L'autore secondo i risultati della sua ricerca ha concluso che in generale
il supporto sociale non è correlato differentemente alle tre
dimensioni del burn out, nonostante, se ci si sofferma ad esaminare
l'interazione tra le diverse fonti si supporto sociale e le tre dimensioni
della sindrome, appaia che il sostegno in ambito lavorativo è
più strettamente correlato alla presenza della dimensione "esaurimento
emozionale", mentre le risorse esterne all'ambito lavorativo sembrano
maggiormente in relazione alle dimensioni "depersonalizzazione"
e "ridotta realizzazione personale".
L'autore riporta quanto affermato da Leiter (1993), secondo cui la "depersonalizzazione"
e "il ridotto senso di realizzazione personale" appaiono conseguentemente
alla prima comparsa dell'esaurimento emozionale, quindi quest'ultimo
elemento sarebbe strettamente legato alla risorsa del supporto sociale,
tanto che gli effetti del sostegno in ambito lavorativo hanno un'influenza
positiva diretta sull'esaurimento emozionale, contribuendo ad una sua
diminuzione e solo indirettamente, in un secondo tempo hanno un'influenza
anche sul senso di ridotta realizzazione personale e la depersonalizzazione.

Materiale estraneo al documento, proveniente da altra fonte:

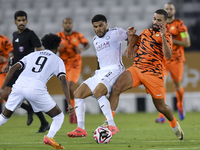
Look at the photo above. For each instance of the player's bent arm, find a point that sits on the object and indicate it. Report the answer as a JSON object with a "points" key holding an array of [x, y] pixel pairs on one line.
{"points": [[131, 48], [14, 68], [65, 88], [185, 42], [166, 49]]}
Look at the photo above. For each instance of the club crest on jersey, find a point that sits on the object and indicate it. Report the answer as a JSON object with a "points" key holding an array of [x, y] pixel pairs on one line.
{"points": [[103, 45], [107, 37], [17, 40], [21, 48], [172, 28]]}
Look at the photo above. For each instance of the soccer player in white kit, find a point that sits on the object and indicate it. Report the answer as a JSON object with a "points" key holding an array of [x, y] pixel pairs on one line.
{"points": [[107, 43], [39, 66]]}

In altri termini, l'individuo cercherebbe aiuto e sostegno all'esterno
dell'ambito professionale solo dopo aver raggiunto la fase della "depersonalizzazione
e del senso di ridotta realizzazione personale" in seguito alla
sperimentazione di un vissuto di esaurimento emozionale.
L'autore sostiene pertanto che esiste un'area di implicazione per la
"conservazione e l'utilizzo" (COR Model) delle risorse di
sostegno sociale, ma essa necessita ancora di definizioni più
chiare e accurate. Tra i limiti della sua analisi ad esempio egli rileva
la difficoltà di interpretare e distinguere tra le risorse non
lavorative che forniscono supporto alla persona in condizione di burn
out, da quelle "risorse" che rappresentano contemporaneamente
anche la fonte di stress, sia a causa di difficoltà vissute
a loro volta in ambito lavorativo, o in ambito familiare. Inoltre appare
particolarmente complesso separare gli effetti del supporto sociale
presente in ambito lavorativo da quello presente in ambito extra-lavorativo,
considerando che esiste una profonda integrazione sociale dei ruoli
professionale e non professionale in ogni persona attiva in questi due
fronti.
LA PREVENZIONE DEL BURN-OUT
Bernstein e Halaszyn illustrano le seguenti responsabilità (
Bernstein, Halaszyn, 1999):
LE RESPONSABILITA' DEL
SINGOLO
a) Responsabilità
verso se stesso:
- Conoscere le proprie motivazioni: perchè si è scelta
questa professione?
- Conoscere i propri limiti (fallimenti, errori, antipatie, automatismi,
bisogni) e i limiti del servizio (poco denaro, poca conoscenza, scelte
non facili);
- adeguare le proprie aspettative alla realtà (di se stessi,
del servizio, degli utenti);
- «pensare positivo» senza farsi sopraffare dai pensieri irrazionali
controproducenti (cioè da quello che W. R. Fairbairn chiama il
"sabotatore interno");
- badare alla salute fisica;
- controllare lo stress:
## stabilire obiettivi chiari e precisi per il controllo dello stress;
## programmare le strategie per raggiungere tali obiettivi (il controllo
dello stress non può essere improvvisato, va pianificato per
tempo);
## realizzare con gradualità ciò che si è programmato;
## verificare regolarmente obiettivi e strategie (nel tempo cambia lo
stress e di conseguenza devono cambiare le modalità con cui
lo si controlla);
## gratificarsi per i risultati ottenuti nel controllare lo stress;
- programmare la propria crescita professionale e personale: frequentare
corsi universitari, corsi di aggiornamento, workshop, seminari; entrare
in organizzazioni professionali o avviarne.
b) Responsabilità
verso gli utenti
La parola chiave è: professionalità . Più un operatore
è professionale nei confronti degli utenti, maggiori sono le
probabilità che non vada in burn-out. La "professionalità "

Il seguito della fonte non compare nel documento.